IIII. Inwijding des altaars en aflaat door den bisschop van Korkagen.(7 [7. Misschien Cork, de zetel van een bisdom in Ierland.]).

     Johannes by der gracien gods ende des stoels van Roemen biscop tot Korkagen, allen geloeuygen Christen menschen, die desen tegenwoerdygen breue sullen sien, eeuwyge selicheit in den heren. Toe wetene doen wy vermits inholden deser tegenwoerdygen, dat wy in den jaere m cccc xxxi op ten vyften dach der maent meerte gewyet ende geconsacreert hebben toe Campen een altaer des hillygen Cruces in sanct Nicolaus kercke in den Stichte van Wtrecht, begerende daeromme die herten der geloeuygen toe noeden ende toe trecken tot wercken der barmherticheid, betrouwende van die barmherticheid gods almachtig ende macht der hillyger Apostelen Peter ende Pauwel gegeven, verlichten wy van barmherticheid in gode allen den genen, die mit bedroefden herten mit oetmoedicheit ende innicheit op ten voerscr. altaer misse hoeren ende die oer guedertierene handen reycken ter timmeringe, lichten, ornamenten des voerscr. altaers, off die in oere testamente off daer buyten eenyge hulpe dede; golt, sylver, boecken, kelcken off eenyg ander dinck guedertierlycken geue den voerscr. altaer, off procurier-den eenych dinck totten altaer, soe dicke wannier ende waer sie die voerscr. off eenych van

|pag. 49|

hem doen off vervullen xl dage aflaets van penitencie, die hem gesat is. Gegeven tot Campen in een tuich der waerheyt, onse segel hier angehangen. Int Jaer voerscr.

_______

     Aflaat van gezette penitentie (dat is verligting van vroeger opgelegde boetedoening of kastijding, wegens begane overtredingen) te verleenen, was ook een vermogend middel om de bezwaarde harten tot de uitoefening van milddadigheid te bewegen.
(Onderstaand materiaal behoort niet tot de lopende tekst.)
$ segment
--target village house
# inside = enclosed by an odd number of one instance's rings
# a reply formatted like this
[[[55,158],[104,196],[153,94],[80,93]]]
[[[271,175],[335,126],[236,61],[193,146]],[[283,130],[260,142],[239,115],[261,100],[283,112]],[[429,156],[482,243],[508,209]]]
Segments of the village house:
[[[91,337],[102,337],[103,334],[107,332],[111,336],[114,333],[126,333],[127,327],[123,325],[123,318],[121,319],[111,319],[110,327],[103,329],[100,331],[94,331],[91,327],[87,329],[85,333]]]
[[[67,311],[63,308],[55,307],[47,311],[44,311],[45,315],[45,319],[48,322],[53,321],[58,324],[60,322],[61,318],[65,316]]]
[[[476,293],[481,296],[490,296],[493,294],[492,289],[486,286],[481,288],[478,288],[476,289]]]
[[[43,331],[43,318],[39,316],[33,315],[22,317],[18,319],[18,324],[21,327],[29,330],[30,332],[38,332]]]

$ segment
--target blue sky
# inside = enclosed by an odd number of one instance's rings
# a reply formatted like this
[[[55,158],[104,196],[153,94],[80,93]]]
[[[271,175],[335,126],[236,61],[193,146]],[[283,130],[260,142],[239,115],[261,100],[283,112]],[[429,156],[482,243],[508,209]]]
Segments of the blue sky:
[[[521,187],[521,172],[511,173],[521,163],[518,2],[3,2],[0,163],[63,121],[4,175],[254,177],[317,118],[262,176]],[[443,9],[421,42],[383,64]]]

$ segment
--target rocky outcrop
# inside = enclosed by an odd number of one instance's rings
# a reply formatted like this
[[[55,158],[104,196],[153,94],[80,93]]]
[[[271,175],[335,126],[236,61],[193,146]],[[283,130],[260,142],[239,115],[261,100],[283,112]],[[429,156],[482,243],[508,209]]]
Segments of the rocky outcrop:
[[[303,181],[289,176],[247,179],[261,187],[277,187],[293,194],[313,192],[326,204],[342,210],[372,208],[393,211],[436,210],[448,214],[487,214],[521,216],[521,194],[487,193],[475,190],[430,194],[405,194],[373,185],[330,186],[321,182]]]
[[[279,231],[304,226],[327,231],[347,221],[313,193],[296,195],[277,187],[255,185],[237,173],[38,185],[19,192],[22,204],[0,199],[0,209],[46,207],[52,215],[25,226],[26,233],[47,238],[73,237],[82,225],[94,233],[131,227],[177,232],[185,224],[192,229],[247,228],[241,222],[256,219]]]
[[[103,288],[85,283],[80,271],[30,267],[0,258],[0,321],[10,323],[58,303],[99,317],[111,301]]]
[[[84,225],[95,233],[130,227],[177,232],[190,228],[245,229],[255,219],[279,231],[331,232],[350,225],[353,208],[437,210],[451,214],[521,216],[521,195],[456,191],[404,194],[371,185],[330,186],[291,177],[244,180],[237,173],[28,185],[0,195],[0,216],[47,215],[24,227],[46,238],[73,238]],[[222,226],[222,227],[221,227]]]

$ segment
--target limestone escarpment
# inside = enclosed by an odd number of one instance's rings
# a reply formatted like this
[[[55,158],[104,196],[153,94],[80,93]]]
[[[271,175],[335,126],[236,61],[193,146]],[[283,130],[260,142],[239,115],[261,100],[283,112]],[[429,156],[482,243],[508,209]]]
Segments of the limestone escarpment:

Bisschop RUDOLF VAN DIEPHOLT, opvolger van FREDERIK VAN BLANCKENHEIM, verzuimde daarom niet, ter instandhouding en uitbreiding van het aanzien en vermogen dezer broederschap, daarvan gebruik te maken, waarvan de volgende brief het bewijs oplevert.

V. Aflaatsbrief van Bisschop RUDOLF VAN DIEPHOLT.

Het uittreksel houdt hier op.